Option list message takes place in both directions. In the driver to lib direction,
driver data options are exposed and transferred into userspace. In the lib to driver
direction the message is used to inform the driver what option values should be
changed and how. Schema of the message looks like this:
option item
name (string) - name of the option
changed flag (boolean) - tells if any of this option value changed
removed flag (boolean) - tells if this option was removed so userspace
can react to that properly
type (unsigned 8bit value) - determines the type of the
following datafield. Can be either unsigned 32bit value, string, boolean
or binary data.
data (dynamic type) - actual option value of a type determined
by typefield.
port interface index (optional, unsigned 32bit value) - in case the
option is "per-port" this field is set to appropriate port interface index.
More about per-port option will be stated later in the text.
array index (optional, unsigned 32bit value) - in case the option is
"array" this field is set to appropriate array index. More about array
option will be stated later in the text.
option item
....
option item
....
There are the following cases in which messages are sent: 1. lib requests the port
list - In this case the message contains all present ports. 2. lib requests the option
list - In this case the message contains all present options. 3. lib requests option
value change - Message contains one or more option items for those options
whose value should be changed in the driver. 4. driver port status change event Driver is notified by net core that its port device changed status. In this case the
message contains only the port which changed or was removed. 5. driver option
value change event - Happens either asynchronously or as a reaction to point 3. In this case the message contains only the options whose value changed or the
options which were removed.
In case of point 4. and 5. Netlink multicast facility is used so multiple userspace
apps can get the message. Applications can therefore monitor possible changes
other applications are performing.
teamnl
teamnl uses libteam and provides a wrapper for Team device Netlink
communication.
For a detailed list and descriptions of teamnl command line parameters, please
see the appropriate manpage (man 8 teamnl).
Driver
The driver allows creating its instance using RTNL. So one can easily create or
delete a team instance using the ip utility like this:
# ip link add name team0 type team
# ip link delete team0
A random hardware address is generated for a newly created device unless the
user explicitly specifies it.
Also, the ip utility can be used to add or remove ports like this:
# ip link set eth0 master team0
# ip link set eth0 nomaster
The Team driver uses the netdevice notification facility to catch events happening
on ports in order to be able to perform necessary actions in reaction to that.
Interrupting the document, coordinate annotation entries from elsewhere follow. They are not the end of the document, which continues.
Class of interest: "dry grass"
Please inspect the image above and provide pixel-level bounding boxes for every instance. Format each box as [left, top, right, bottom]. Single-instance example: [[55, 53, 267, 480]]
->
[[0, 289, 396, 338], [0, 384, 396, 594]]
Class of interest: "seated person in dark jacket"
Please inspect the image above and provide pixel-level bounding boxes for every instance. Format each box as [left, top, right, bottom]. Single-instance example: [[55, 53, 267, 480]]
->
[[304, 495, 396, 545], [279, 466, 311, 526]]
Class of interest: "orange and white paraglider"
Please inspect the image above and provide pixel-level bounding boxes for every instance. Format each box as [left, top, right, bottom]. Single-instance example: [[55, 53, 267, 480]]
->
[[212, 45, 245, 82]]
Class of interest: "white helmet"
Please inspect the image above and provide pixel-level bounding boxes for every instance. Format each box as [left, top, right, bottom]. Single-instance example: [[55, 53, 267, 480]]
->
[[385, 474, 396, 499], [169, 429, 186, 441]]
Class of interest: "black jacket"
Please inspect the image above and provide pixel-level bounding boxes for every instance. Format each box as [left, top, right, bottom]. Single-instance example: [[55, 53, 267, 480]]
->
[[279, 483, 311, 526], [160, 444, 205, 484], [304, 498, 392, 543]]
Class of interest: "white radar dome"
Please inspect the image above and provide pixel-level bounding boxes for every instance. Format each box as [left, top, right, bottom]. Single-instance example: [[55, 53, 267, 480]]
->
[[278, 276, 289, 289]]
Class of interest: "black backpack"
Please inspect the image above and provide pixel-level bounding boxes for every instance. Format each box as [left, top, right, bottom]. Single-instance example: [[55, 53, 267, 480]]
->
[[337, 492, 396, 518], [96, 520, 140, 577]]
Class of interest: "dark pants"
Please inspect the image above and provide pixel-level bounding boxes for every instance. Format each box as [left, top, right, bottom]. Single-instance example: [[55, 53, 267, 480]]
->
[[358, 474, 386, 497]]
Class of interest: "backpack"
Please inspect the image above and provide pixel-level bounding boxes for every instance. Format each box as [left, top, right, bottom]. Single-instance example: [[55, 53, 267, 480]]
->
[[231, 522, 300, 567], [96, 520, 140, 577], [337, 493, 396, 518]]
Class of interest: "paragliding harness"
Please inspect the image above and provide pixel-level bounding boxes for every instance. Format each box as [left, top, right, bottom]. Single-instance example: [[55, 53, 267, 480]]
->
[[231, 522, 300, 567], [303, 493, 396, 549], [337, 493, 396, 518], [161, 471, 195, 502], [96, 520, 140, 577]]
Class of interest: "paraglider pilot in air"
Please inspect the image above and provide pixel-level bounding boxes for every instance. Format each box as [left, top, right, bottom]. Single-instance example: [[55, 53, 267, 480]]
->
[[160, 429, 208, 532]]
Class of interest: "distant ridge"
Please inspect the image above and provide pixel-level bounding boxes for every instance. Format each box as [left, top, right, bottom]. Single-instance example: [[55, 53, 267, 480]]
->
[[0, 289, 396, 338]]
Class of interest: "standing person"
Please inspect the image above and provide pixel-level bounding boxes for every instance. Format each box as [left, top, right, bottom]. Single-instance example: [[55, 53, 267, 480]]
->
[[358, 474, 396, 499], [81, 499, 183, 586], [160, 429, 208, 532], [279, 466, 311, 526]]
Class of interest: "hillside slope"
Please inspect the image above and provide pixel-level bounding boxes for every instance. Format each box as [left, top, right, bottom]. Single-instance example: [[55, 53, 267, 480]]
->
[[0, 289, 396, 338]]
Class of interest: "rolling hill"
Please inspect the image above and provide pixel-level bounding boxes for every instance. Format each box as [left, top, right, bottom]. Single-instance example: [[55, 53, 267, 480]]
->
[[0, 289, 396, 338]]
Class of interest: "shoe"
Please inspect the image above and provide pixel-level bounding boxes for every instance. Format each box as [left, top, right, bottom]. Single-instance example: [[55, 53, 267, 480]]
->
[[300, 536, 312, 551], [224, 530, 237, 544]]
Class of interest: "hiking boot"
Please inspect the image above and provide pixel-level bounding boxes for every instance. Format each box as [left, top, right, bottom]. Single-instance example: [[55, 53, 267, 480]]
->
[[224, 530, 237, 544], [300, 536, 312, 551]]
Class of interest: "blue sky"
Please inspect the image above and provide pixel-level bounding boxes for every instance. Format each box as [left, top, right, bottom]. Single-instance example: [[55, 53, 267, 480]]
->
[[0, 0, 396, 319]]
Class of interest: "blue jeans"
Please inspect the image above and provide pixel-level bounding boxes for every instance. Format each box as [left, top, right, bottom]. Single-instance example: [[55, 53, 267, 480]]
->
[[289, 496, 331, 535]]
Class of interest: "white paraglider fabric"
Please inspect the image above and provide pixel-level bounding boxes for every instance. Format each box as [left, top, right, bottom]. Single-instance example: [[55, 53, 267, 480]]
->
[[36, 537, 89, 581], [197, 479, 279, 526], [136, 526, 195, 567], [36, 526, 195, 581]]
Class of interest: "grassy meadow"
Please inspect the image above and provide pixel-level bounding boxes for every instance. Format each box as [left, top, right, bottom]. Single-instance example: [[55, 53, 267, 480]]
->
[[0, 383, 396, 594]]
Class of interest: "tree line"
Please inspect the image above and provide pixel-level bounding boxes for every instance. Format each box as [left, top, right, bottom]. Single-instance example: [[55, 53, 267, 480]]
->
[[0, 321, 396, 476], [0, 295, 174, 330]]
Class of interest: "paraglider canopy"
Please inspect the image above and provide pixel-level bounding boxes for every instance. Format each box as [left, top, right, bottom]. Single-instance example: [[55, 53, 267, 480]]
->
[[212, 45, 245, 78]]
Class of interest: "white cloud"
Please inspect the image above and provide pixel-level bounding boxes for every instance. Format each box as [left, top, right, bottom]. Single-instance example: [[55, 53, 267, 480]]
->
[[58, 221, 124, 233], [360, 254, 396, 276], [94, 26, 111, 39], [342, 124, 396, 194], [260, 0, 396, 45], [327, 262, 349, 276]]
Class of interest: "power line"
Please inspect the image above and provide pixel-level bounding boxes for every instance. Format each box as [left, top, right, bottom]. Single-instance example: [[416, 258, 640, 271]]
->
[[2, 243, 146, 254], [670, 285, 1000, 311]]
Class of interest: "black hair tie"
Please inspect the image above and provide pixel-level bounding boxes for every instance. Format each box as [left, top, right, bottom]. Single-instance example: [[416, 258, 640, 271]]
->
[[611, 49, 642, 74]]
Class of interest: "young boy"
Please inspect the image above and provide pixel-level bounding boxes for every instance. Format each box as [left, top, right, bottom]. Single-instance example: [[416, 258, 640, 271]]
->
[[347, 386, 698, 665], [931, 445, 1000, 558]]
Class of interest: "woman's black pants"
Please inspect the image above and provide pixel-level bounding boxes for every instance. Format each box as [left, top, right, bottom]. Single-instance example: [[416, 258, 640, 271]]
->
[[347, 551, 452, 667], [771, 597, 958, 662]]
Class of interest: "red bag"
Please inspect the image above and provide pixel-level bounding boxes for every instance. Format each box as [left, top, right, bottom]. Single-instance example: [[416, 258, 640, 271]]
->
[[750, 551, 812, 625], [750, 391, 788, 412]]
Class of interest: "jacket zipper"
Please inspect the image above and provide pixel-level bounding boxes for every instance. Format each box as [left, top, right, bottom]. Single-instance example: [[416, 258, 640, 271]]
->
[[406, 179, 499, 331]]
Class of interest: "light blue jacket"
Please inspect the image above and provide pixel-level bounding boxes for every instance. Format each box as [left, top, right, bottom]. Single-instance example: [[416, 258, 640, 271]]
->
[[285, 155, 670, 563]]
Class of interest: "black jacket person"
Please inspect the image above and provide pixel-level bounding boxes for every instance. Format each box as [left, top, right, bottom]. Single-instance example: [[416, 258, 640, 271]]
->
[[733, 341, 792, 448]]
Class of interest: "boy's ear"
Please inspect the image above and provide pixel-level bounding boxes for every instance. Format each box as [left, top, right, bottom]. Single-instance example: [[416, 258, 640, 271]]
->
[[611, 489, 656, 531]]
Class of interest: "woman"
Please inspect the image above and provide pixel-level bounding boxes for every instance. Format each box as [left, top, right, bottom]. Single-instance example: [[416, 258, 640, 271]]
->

Events such as port link change, port disappearance and so on. When an instance
of Team is created (call it for example team0) it looks like any other network
device. So one can perform any action on it as if it was an ordinary network
device (assign an IP addresses, use it in iptables rules, etc.). The difference is that
it is not by itself able to receive or transmit skbs. It uses other network devices
(typically ones representing real NICs) to do that.
Notice what happens when net core asks a Team driver instance (called
teamdev in the text) to transmit a skb. In an ordinary driver for a real
NIC, skb is pushed into HW and HW does the transmit. In the Team
driver, the chosen port-selection algorithm (see Team modes later in the
text) selects one port best suited for the skb transmit at a time. This
port netdevice is then asked to transmit skb. This process is transparent
for net core and for port netdevice as well.
On the receive side, the Team driver uses rx_handler hook in net core rx procedure to intercept
incoming skbs. The same hook is used by bonding, bridging, macvlan and openvswitch. Using this
hook, the Team driver changes the skb so it looks as if it came from the teamdev (the one who owns the
originating port netdevice). Net core code executed after that thinks that the skb actually came from the
teamdev.
The pressure is put on achieving the best possible performance. Therefore fast path (skb transmit and
receive paths) are lockless (only using RCU). Also, data are put into memory to achieve maximum
locality and minimum pointer dereferences.
Options
An option infrastructure is necessary for modular and transparent work with driver
options. It separates the code so the actual option holder does not have to know
anything about Netlink and Team Netlink core does not have to know anything
about option values. The main part is option object. This object contains the name
of the option, its type, the function for getting an option value (getter), the option
for setting an option value (setter), etc. This object is registered to option facility.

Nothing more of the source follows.